Unsafe Syringes Recalled After DRAP Alert

The Drug Regulatory Authority of Pakistan (DRAP) has declared multiple batches of auto‑disable syringes unsafe, issuing a formal medical product alert. Testing by the Central Drugs Laboratory in Karachi revealed that several 3ml and 5ml syringes failed to meet required safety standards.

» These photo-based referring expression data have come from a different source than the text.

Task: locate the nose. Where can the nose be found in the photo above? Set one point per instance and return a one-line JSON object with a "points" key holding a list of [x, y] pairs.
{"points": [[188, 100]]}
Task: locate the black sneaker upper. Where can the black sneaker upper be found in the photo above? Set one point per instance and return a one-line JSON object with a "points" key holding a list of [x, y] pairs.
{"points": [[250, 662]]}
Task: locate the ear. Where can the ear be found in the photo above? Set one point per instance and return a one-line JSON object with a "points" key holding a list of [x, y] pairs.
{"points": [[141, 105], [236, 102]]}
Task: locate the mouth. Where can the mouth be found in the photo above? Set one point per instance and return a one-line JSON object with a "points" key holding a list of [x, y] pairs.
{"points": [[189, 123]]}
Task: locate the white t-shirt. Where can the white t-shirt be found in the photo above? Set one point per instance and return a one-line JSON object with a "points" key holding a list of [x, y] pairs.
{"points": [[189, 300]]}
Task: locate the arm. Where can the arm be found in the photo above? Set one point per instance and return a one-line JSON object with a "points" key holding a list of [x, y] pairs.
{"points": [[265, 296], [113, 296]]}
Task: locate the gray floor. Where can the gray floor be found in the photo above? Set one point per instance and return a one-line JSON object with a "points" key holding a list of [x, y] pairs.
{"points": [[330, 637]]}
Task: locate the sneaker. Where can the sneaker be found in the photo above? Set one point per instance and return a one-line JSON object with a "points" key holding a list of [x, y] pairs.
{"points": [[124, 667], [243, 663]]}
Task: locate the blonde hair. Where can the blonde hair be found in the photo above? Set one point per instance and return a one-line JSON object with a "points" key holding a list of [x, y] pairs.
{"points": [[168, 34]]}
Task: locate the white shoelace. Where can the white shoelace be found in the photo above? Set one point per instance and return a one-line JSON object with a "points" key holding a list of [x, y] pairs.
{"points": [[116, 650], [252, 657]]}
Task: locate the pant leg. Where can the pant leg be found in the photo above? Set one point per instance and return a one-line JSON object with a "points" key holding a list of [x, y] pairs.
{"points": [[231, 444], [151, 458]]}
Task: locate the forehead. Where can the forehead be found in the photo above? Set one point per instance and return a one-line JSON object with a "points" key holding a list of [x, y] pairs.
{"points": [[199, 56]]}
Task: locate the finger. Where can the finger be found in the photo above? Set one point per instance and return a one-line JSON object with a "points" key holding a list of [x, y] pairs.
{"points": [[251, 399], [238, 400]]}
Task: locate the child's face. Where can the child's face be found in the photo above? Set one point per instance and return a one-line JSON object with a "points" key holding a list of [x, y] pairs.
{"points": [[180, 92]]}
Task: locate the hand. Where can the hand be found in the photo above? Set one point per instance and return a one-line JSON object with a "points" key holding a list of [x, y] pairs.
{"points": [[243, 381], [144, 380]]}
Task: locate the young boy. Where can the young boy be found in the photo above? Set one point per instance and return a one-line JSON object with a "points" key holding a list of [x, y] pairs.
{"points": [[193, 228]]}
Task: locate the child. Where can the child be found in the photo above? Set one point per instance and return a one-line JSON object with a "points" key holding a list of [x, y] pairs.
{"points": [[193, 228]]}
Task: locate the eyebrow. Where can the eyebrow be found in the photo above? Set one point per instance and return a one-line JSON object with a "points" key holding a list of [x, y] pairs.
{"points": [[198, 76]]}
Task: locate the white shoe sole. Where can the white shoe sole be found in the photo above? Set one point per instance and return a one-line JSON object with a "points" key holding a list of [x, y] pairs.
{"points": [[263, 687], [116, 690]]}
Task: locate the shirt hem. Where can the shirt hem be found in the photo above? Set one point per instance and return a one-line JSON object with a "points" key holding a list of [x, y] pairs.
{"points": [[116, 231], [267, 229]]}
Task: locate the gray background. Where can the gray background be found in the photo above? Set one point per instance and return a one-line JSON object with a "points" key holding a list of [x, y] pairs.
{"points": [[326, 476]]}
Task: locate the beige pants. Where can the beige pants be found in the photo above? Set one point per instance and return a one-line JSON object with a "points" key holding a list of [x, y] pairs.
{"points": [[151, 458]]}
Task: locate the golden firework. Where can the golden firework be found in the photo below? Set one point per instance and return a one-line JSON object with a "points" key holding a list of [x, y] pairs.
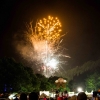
{"points": [[49, 29]]}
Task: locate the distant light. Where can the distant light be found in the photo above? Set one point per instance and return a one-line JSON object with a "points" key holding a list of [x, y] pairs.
{"points": [[79, 89]]}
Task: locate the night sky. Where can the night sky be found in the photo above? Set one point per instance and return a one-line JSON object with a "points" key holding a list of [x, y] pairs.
{"points": [[80, 20]]}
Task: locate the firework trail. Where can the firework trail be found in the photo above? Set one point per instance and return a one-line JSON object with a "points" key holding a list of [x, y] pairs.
{"points": [[44, 44]]}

Faulty Syringe Batches Identified

The substandard syringes were traced to both international and local manufacturers, including:

• Jiangxi Fenglin Medical Appliances (China) – 3cc syringes
• Medila Elwakia International Company (Egypt) – 5ml syringes
• Shandong Care Medical (China) – 3ml syringes
• Additional suppliers from Punjab and Khyber Pakhtunkhwa also flagged for producing faulty syringes.

Public Health Risks

DRAP warned that the defective syringes could be reused due to faults in the auto‑disable mechanism, creating a dangerous risk of transmitting life‑threatening infections such as hepatitis and HIV.

Regulatory Action

• Immediate ban on the sale and use of the affected batches.
• Recall orders issued to manufacturers, importers, and distributors.
• Provincial health authorities instructed to remove unsafe syringes from the market.

Why This Matters

Unsafe syringes undermine Pakistan’s healthcare system by exposing patients to preventable infections. The DRAP alert emphasizes the importance of strict quality control and regulatory oversight in medical supplies.

Final Takeaway

The DRAP’s swift action highlights the urgent need for vigilance in healthcare safety. Patients, hospitals, and pharmacies must ensure that only certified, compliant syringes are used to protect against infection risks. This recall serves as a reminder that medical product safety is non‑negotiable in safeguarding public health.